Pois não, o que disse foi: «Se a I República não fosse vincadamente anti-cristã, ela não seria objecto de louvor por parte dos militantes ateus».

Ou seja, estabeleceu um nexo de causalidade entre ser ateu em matéria de convicção e ser politicamente «anti-cristão». Acontece que, ao contrário do que acredita, nem todos os ateus pretendem que o Estado seja anti-cristão, e muito menos são defensores dos totalitarismos estalinista ou maoísta. A maior parte, actualmente, limita-se a defender a laicidade do Estado.

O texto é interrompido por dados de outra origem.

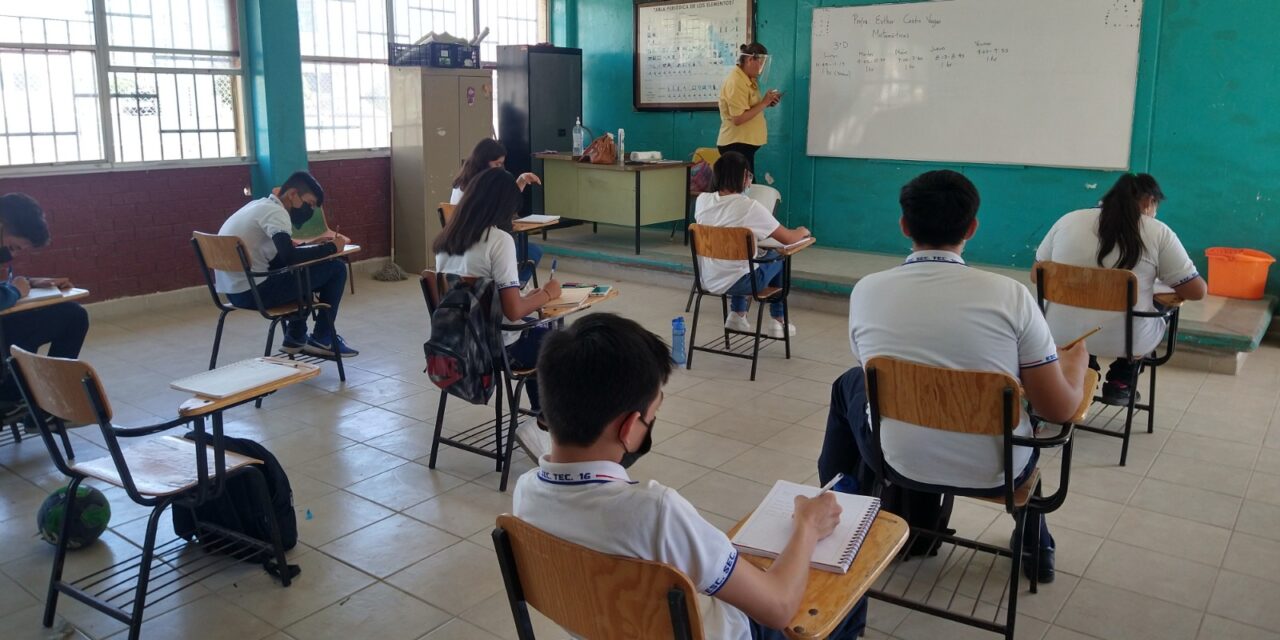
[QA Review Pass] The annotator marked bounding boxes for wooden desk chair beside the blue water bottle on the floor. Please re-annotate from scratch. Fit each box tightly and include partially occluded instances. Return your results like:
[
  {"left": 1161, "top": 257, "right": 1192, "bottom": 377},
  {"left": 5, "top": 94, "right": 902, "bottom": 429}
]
[{"left": 686, "top": 224, "right": 791, "bottom": 380}]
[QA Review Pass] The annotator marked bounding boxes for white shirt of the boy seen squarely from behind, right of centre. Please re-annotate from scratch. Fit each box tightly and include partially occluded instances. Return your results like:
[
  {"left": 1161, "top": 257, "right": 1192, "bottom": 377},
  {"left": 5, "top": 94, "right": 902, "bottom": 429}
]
[{"left": 849, "top": 251, "right": 1057, "bottom": 489}]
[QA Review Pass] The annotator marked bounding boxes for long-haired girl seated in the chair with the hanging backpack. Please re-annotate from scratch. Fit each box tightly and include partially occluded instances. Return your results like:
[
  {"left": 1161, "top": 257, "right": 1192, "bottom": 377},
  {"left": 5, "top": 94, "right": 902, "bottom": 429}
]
[{"left": 431, "top": 169, "right": 561, "bottom": 413}]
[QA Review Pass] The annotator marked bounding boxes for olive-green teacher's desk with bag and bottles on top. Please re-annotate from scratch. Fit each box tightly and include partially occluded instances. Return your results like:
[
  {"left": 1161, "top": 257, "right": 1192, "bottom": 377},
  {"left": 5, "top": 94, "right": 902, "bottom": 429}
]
[{"left": 534, "top": 154, "right": 691, "bottom": 253}]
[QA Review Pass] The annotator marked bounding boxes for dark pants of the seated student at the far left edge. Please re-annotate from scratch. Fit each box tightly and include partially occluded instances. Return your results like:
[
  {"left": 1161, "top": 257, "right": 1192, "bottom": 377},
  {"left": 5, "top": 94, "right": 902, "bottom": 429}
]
[{"left": 0, "top": 302, "right": 88, "bottom": 401}]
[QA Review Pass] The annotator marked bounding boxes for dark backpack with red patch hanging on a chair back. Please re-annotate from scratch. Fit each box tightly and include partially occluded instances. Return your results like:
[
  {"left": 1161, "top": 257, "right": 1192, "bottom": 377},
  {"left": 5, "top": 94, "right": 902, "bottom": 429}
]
[{"left": 422, "top": 275, "right": 503, "bottom": 404}]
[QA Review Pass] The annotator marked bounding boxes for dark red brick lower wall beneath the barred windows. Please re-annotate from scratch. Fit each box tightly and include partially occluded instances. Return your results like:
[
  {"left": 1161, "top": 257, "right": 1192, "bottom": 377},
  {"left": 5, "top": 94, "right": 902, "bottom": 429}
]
[{"left": 0, "top": 157, "right": 390, "bottom": 303}]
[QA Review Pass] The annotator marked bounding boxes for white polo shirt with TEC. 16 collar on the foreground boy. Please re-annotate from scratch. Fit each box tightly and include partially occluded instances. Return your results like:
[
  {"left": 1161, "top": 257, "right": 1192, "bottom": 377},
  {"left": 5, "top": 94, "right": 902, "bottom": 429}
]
[{"left": 512, "top": 456, "right": 751, "bottom": 640}]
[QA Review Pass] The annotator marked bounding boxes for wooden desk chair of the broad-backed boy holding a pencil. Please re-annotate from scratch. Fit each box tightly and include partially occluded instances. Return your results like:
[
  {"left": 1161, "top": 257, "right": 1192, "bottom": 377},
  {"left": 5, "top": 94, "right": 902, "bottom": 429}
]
[{"left": 865, "top": 357, "right": 1080, "bottom": 640}]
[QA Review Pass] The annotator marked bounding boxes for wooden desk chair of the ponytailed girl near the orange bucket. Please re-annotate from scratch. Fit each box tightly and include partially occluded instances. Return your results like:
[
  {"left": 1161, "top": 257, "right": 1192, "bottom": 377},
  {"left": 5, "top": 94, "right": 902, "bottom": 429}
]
[{"left": 1034, "top": 262, "right": 1179, "bottom": 467}]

«Mas uma coisa não se torna verdade só porque alguns protestantes o afirmam.»

Totalmente de acordo. ;)

«(...) como eu também sou aquilo que vocês considerariam um "protestante", eu posso dizer que a I República era anti-cristã (para evitar desambiguidades, anti-católica).»

Não foi essa a opinião dos protestantes/cristãos evangélicos que viveram nesse período. Pode ser a sua opinião cem anos depois, mas não era a opinião dos vossos nessa época.

«Compreende-se que os protestantes de então vissem com bons olhos a diminuição da influência do catolicismo na cultura portuguesa, tal como os judeus viam com bons olhos o mesmo facto.»

O que viram com bons olhos foi a liberdade de associação e de expressão: poderem difundir as vossas ideias.

« se os protestantes fossem uma força política suficientemente capaz de influenciar a população, garanto que a I República faria leis contra os protestantes, da mesma forma que fez leis contra o Catolicismo.»

Pois. E «garante» com base em quê? Na sua convicção pessoal? No que ouviu os media dizer?

Francamente, Mats. Deu-se ao trabalho de estudar o período? De entender qual era o status quo anterior? Quais eram os grupos em luta? O que foi feito e como reagiram as pessoas e os grupos?

Estude que o estudo nunca se perde...

Anónimo disse...

Na frente da "democracia" católica... que imperou a ferro e fogo em PT durantes seculos.... a República é um modelo de liberdade!!

José Gonçalves Cravinho disse...

Tanta discussão sôbre a questão da
existência da biblico-judaico-cristã Religião que afinal assenta
suas bases na invencionice na vigarice,como todas as Religiões e Deuses criados pelo Homem à sua imagem e semelhança.